|Born||20 February 1900|
Bombay, British India
|Died||20 February 1929 (aged 29)|
London, United Kingdom
|Muhammad Ali Jinnah|
(m. 1918-1929; her death)
|Children||1 (Dina Jinnah)|
|Family||Petit (by birth)|
Jinnah family (by marriage)
Rattanbai "Ruttie" Jinnah, (born as Rattanbai Petit) was the second wife of Muhammad Ali Jinnah--an important figure in the creation of Pakistan and the country's founder.

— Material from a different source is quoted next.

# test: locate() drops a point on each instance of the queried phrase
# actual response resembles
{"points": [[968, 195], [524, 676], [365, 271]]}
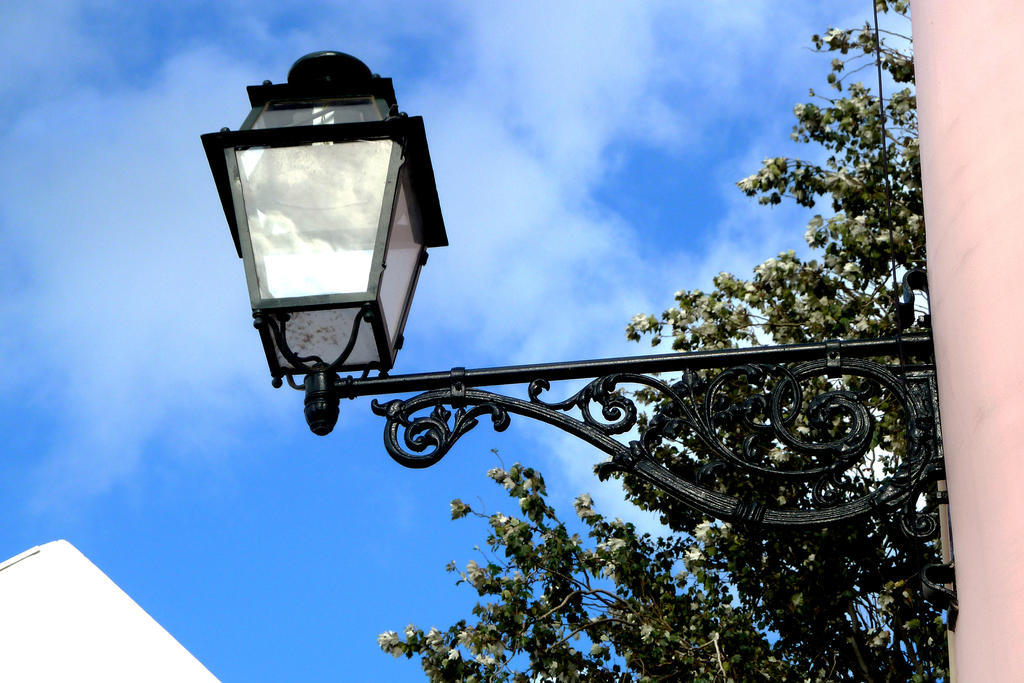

The couple's only daughter and child was Dina Wadia, who died in 2017.
Rattanbai was the daughter of Lady Dina Petit and Sir Dinshaw Petit 2nd Baronet Petit, who in turn, was the son of Dinshaw Maneckji Petit, a member of the Petit family and the founder of the first cotton mills in India.
Rattanbai Petit (often informally called "Ruttie") was born on 20 February 1900 in Bombay, British India, into an extremely affluent and well-connected business family belonging to the Parsi community. She was the only daughter of businessman Sir Dinshaw Petit, the second baronet of Petits, and his wife Lady Dinabai Petit. Her paternal grandfather, Dinshaw Maneckji Petit, the first baronet, had built some of the earliest cotton mills in India. Her brother, Fali, who became Sir Dinshaw Maneckji Petit, 3rd Baronet, married Sylla Tata, the sister of J. R. D. Tata, would later become the longest serving chairman of the Tata Group, one of India's leading business conglomerates.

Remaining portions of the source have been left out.